Numerical Investigation of 3D Distribution of Mining-Induced Fractures in Response to Longwall Mining

Extraction of coal mine methane is widely used in complex geological conditions. It does not only effectively prevent potential gas disasters, but it also alleviates energy crisis of the world. However, the high-efficiency extraction of coal mine methane is positively correlated with accurate positioning of mining-induced fracture-rich areas (relatively intensive fracture areas), which is yet to be fully understood (in particular on a 3D scale). In this paper, a simple fracture constitutive model was incorporated within a continuum code, and an innovative approach to fracture generation was proposed to get the fracture morphology. First, the code was tested against the uniaxial compression and true 3D experiments and it was shown to be capable of simulating fracture initiation and propagation on either 2D or 3D scale. This code then was used successfully to 3D longwall mining, and the numerical results were well in keeping with the field monitoring and physical modeling. The numerical results revealed that the fractured zones exhibit a 3D elliptic paraboloid shape, and mining-induced shear fractures, which dominated over the tensile fractures, had a 3D annular shape above the overlying strata, whereas a ribbon shape was observed for tensile fractures.
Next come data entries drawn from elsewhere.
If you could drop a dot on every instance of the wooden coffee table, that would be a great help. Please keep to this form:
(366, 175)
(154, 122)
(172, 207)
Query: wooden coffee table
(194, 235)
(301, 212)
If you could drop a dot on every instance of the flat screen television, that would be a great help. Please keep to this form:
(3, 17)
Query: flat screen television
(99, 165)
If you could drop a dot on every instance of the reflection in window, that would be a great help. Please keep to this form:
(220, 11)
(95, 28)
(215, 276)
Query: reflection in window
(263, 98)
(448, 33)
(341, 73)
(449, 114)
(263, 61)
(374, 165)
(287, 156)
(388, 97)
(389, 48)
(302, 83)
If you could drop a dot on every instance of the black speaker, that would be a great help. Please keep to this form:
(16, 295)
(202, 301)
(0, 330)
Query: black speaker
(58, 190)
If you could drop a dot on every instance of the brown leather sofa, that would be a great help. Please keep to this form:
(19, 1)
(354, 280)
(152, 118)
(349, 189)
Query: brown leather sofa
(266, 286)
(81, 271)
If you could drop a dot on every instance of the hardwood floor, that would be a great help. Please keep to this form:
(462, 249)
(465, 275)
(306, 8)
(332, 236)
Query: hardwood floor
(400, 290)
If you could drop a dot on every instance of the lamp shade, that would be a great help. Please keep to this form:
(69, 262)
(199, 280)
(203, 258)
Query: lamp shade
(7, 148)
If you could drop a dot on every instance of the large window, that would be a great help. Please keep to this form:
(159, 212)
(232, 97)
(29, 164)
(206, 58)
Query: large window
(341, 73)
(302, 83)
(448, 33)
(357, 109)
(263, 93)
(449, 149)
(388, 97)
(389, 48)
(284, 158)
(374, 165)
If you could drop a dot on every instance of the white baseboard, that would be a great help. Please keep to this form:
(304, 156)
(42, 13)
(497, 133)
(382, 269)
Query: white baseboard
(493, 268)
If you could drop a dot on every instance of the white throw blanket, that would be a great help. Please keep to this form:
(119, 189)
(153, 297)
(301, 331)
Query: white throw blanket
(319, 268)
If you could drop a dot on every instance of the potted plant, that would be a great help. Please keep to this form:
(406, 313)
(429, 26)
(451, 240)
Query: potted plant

A fracture-rich area was formed gradually at the center (exactly closer to the cut) above the gob, implying that the collapse mainly occurred in the gob roof rather than in the gob sidewall. The strengthening effect of mining-induced fractures on the permeability in longitudinal direction was markedly stronger than in transverse directions. The obtained results also suggest that the mining direction should be parallel to the maximum horizontal stress. Overall, the proposed model provides a promising tool for solving 3D complex engineering issues.